Fiamme Gialle Simoni campioni d’Italia allievi anno 2016. Photo Federica Putti

> Ci sono quelli che fanno dell’atletica il loro lavoro, i professionisti insomma, che per un giorno, si tolgono la divisa dell’arma a cui appartengono e rivestono quella canotta che li ha visti piccoli piccoli muovere i primi passi all’interno di un campo di atletica.

> Ci sono quelli che la vivono dall’alto, i dirigenti delle squadre, gli accompagnatori, che muniti di foglio e penna si annotano ogni risultato ancor prima dell’ufficializzazione dei giudici, per avere in anteprima una classifica provvisoria della loro formazione e farsi magari la bocca su una qualificazione alla finale nazionale.

> Ci sono quelli che vivono nel limbo fra l’essere professionisti o essere dei semplici (ma forti) amatori, perché gli manca qualche centimetro o hanno qualche secondo di troppo nelle gambe per vivere con l’atletica. Qualcosa guadagnano, poco, qualche rimborso e qualche euro qua e là alle garette, ma fanno gola a tutte le squadre perché con le loro qualità ce ne sono davvero pochi.

> Ci sono quelli che rimangono a casa, perché dopo mesi e mesi di ripetute, alzate in palestra, salti in buca, prove sugli ostacoli, si sono ahimè infortunati e ciò gli ha precluso la possibilità di gareggiare. Feriti più nell’anima che nel corpo, vivono una sorta di tragedia greca, prendendosela con il fato e gli Dei per quell’assenza forzata, rimuginando sul fatto che per colpa loro probabilmente la squadra non raggiungerà gli obiettivi prefissati.

> Ci sono quelli che ti permettono di gareggiare, i giudici, i volontari, i fitografi, tutti quelli che sono lì per te che stai facendo la gara. Perché si esalta sempre un risultato cronometrico o la misura di un salto ben riuscito, ma (quasi) mai viene dato spazio al grandissimo lavoro dietro le quinte dei giudici, degli organizzatori delle manifestazioni e di chi ti immortala durante lo sforzo, che senza lodi portano avanti quello spettacolo che le persone vedono dagli spalti o da uno schermo della TV.

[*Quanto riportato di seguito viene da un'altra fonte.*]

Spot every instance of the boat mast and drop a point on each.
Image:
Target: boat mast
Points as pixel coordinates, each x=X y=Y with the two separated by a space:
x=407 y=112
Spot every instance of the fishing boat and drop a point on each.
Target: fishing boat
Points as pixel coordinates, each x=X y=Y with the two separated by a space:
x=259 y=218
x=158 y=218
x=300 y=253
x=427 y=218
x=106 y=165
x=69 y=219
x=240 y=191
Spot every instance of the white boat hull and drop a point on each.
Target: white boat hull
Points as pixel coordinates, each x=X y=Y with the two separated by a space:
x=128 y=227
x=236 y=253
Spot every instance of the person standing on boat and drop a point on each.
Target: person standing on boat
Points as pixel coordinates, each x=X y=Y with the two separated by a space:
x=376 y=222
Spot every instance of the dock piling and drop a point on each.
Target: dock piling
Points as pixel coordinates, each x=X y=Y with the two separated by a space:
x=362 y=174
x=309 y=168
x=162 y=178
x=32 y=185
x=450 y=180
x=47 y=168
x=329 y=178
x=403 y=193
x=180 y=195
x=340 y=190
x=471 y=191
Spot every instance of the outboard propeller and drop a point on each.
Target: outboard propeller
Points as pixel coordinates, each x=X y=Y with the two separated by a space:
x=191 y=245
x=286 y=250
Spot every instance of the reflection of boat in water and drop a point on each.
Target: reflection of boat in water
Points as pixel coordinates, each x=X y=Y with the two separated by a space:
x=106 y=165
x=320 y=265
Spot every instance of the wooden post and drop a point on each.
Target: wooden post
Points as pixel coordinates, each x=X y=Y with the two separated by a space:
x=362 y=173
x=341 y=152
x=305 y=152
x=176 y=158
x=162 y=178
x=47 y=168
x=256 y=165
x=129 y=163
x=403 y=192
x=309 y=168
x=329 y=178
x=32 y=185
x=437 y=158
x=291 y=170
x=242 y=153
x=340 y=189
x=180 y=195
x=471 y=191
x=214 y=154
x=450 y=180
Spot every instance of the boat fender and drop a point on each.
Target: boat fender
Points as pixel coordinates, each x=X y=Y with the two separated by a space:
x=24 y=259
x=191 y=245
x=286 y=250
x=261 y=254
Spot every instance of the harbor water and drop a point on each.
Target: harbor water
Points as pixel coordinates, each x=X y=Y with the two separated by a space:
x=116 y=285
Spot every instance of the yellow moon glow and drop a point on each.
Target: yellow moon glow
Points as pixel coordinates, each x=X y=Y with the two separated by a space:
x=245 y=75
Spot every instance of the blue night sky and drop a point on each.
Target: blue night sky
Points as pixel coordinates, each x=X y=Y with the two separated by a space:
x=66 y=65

> Ci sono quelli che sono disagiati per natura, perché la genetica non è stata benevola e al posto di una Ferrari, si ritrovano nel corpo di una monovolume. Li vedi sempre ad ammirare gli altri e nonostante non riescano mai ad eccellere, mostrano dentro di loro un senso di sportività unico al Mondo, complimentandosi sempre con tutti, con gentilezza e quello spirito che è nell’essenza stessa della parola sport.

> Ci sono quelli che ripongono tutto loro stessi negli atleti, in parole povere gli allenatori, che meticolosamente, giorno dopo giorno, plasmano il corpo, la forma e la mente dei ragazzi e delle ragazze che seguono per fargli raggiungere il miglior risultato possibile. Cronometro alla mano, telefonino per riprendere le rincorse o le azioni in pedana, sono in prima linea per lanciarti un grido di “dai, forza!“, perché quel dolore di gambe che ti assale negli ultimi 200m di un 800 lo sentono un po’ anche loro.

> Ci sono infine quelli chiamati “inossidabili“, quelli a cui dovrebbero fare una statua all’entrata di ogni impianto, perché sempre presenti, perché non dicono mai di no alla chiamata di un dirigente o dell’allenatore, perché ti coprono le gare “scoperte”, anche i temibili 3000 siepi o la staffetta, che sono sempre lì, a denti stretti al campo ad allenarsi sotto ogni condizione atmosferica per preparare al meglio la gara e racimolare più punti possibili per la propria squadra, magari rinunciando a tutto pur di trovare un’ora al giorno in cui portare avanti il loro progetto. Non eccellono fisicamente in niente, ma forse sono quelli che hanno più le palle. Sono la vera anima delle squadre, l’ossatura forte, gli immancabili, e forse sono il motivo per il quale esistono ancora i campionati di società.

Insomma dovresti aver capito che i c.d.s. non sono una semplice gara. Sono uno stile di vita. E se questo stile non lo senti ancora dentro di te, probabilmente non hai ancora mai vissuto appieno i campionati di società.